Was man bei einer Kaffeetasse, die zu Boden fällt, sofort sieht, ist auch in der Welt subatomarer Teilchen erfüllt: Die Uhren laufen stets vorwärts.

© Slac Blick ins Innere des Barbar-Detektors

Der Fluss der Zeit ist unumkehrbar, wie sich leicht an einer vom Tisch fallenden Kaffeetasse beobachten lässt. Dass sich die Scherben spontan zusammenfügen und die Tasse zurück auf den Tisch springt, hat schließlich noch niemand beobachtet. Eine zerschellende Tasse ist ein irreversibler, nicht umkehrbarer Prozess: Dieser definiert gewissermaßen die Richtung des „Zeitpfeils“ - und erinnert uns an die Vergänglichkeit der Dinge. In der Welt der subatomaren Teilchen ist das offenbar nicht viel anders, wie Physiker des BaBar-Experiments am Forschungslabor Slac in Stanford (Kalifornien) nun herausgefunden haben. Auch dort existiert ein Zeitpfeil: So ereignen sich bestimmte Teilchenzerfälle häufiger in der einen Zeitrichtung als in der anderen (“Physical Review Letters“, Bd. 109, Nr. 211801).

Die Richtung Spiegeln und die Ladung vertauschen

Die Erkenntnis ist zwar nicht überraschend, seit fast fünfzig Jahren haben die Physiker nach dem letzten Beweis dafür gesucht. Seit den sechziger Jahren weiß man, dass sich Teilchen und Antiteilchen nicht völlig gleich verhalten: Ein physikalischer Prozess, bei dem die Teilchen gegen ihre Antiteilchen ersetzt und zudem „gespiegelt“ werden, für den „links“ und „rechts“ also vertauscht sind, verläuft unter Umständen auf eine andere Weise. Diesen Effekt nennt man CP-Verletzung, da die Symmetrie der physikalischen Gesetze verletzt ist, wenn die elektrischen Ladung (C) und der Parität (P), also die Händigkeit, vertauscht werden. Diese Erkenntnis zog eine weitere Schwierigkeit nach sich. Die moderne Physik beruht auf der Annahme, dass die kombinierte Symmetrie aus Ladung, Parität und Zeit (T) stets erhalten ist.

Nun kommt die Zeit dazu

Wenn dieses sogenannte CPT-Theorem bei gebrochener CP-Symmetrie weiterhin gelten soll, muss zwangsläufig auch die Symmetrie der Zeit gebrochen sein. Bestimmte Teilchenzerfälle müssten deshalb anders ablaufen, wenn man nur die Zeitrichtung umkehrt, die Ladung und die Parität der am Zerfall beteiligten Teilchen jedoch beibehält. Doch im Gegensatz zur Welt der zerschellenden Kaffeetassen verhalten sich die subatomaren Teilchen oft völlig symmetrisch gegenüber der Zeitumkehr.

Experimente am Slac in Stanford

Nun haben die Wissenschaftler mit dem BaBar-Detektor die Verletzung der Zeitsymmetrie zweifelsfrei nachweisen können. In dem Teilchenbeschleuniger des Slac haben sie Elektronen und deren Antiteilchen, die Positronen, aufeinandergeschossen, wobei sogenannte B-Mesonen entstanden. Mehr als 400 Millionen dieser aus einem Quark und Antiquark bestehenden Partikel beobachteten die Physiker dabei, wie sie in leichtere Teilchen zerfielen.
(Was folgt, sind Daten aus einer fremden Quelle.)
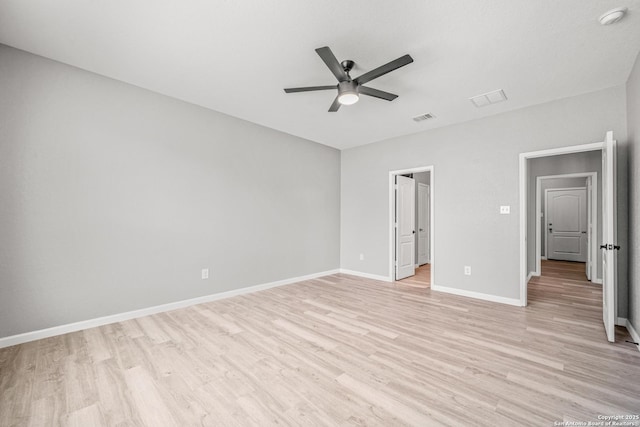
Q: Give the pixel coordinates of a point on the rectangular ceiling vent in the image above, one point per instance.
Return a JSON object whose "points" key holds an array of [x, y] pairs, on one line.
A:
{"points": [[488, 98], [423, 117]]}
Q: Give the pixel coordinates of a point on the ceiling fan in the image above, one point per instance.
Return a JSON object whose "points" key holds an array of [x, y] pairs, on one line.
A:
{"points": [[349, 89]]}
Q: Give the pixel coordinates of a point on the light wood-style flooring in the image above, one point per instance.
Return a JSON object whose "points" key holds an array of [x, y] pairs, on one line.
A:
{"points": [[422, 278], [338, 350]]}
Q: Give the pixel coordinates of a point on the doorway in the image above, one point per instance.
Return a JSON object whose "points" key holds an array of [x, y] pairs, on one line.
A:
{"points": [[411, 225], [607, 148], [589, 181]]}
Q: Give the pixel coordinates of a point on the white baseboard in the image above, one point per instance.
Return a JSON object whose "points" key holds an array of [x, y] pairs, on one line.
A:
{"points": [[92, 323], [366, 275], [633, 332], [477, 295]]}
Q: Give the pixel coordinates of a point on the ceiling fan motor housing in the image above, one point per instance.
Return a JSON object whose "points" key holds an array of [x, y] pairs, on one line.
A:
{"points": [[348, 86]]}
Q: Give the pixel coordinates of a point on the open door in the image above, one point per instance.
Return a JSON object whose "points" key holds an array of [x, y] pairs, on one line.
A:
{"points": [[405, 227], [609, 246]]}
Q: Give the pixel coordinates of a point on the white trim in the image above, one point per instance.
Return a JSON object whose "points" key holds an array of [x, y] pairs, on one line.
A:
{"points": [[477, 295], [530, 275], [105, 320], [365, 275], [632, 332], [522, 178], [392, 205], [593, 244]]}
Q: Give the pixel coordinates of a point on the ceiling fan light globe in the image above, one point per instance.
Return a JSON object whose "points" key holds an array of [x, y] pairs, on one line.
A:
{"points": [[348, 98]]}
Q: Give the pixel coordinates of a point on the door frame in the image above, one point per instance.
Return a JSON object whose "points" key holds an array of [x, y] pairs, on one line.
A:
{"points": [[420, 184], [392, 208], [592, 243], [523, 205]]}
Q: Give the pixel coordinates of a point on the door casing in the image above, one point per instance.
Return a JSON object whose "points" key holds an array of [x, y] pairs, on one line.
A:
{"points": [[593, 238], [523, 205], [392, 207]]}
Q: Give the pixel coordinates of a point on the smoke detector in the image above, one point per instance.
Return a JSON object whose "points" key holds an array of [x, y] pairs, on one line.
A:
{"points": [[612, 16]]}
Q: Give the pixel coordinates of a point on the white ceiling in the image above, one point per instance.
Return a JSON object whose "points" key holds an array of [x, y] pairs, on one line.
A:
{"points": [[236, 56]]}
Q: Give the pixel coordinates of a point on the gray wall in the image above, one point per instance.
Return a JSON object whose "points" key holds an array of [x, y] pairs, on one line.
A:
{"points": [[475, 171], [112, 198], [421, 178], [557, 165], [633, 122], [550, 184]]}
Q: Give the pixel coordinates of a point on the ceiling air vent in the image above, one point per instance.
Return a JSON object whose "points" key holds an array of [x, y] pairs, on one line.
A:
{"points": [[488, 98], [423, 117]]}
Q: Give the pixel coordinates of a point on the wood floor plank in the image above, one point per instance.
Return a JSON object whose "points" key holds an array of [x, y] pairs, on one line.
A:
{"points": [[338, 350]]}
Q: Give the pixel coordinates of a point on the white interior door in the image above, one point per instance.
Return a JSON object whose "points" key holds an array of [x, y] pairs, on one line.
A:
{"points": [[566, 222], [405, 227], [423, 223], [609, 237]]}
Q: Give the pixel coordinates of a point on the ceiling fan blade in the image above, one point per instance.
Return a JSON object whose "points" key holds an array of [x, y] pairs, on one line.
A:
{"points": [[377, 93], [335, 106], [308, 88], [329, 58], [384, 69]]}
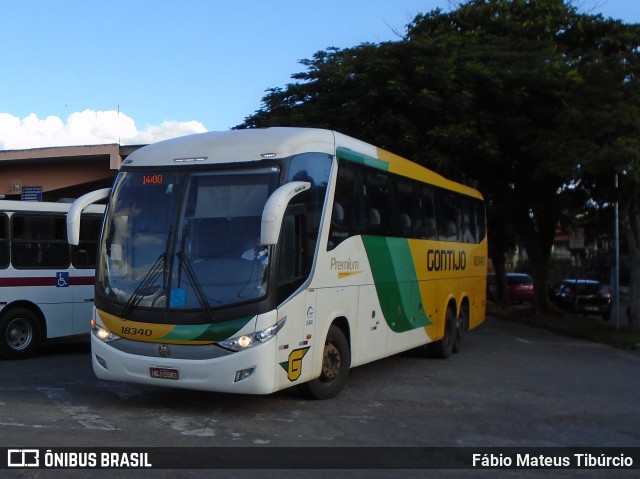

Dabei traten Umwandlungsprozesse auf, in denen die Mesonen zwischen zwei Zuständen wechselten. Den Forschern fiel auf, dass diese Umwandlungen sechsmal so häufig in eine bestimmte Richtung verliefen. Da die betreffenden Zustände nur über die Zeit-Symmetrie, nicht aber über die CP-Symmetrie verbunden sind, lässt sich die beobachtete Asymmetrie nur durch eine Verletzung der Zeit-Symmetrie verstehen. Damit ist das CPT-Theorem offenkundig bestätigt. So hat die Zeit auch in der Welt der Elementarteilchen eine Vorzugsrichtung. Dem gnadenlosen Ticken der kosmischen Uhr entkommt keiner.

Quelle: F.A.Z.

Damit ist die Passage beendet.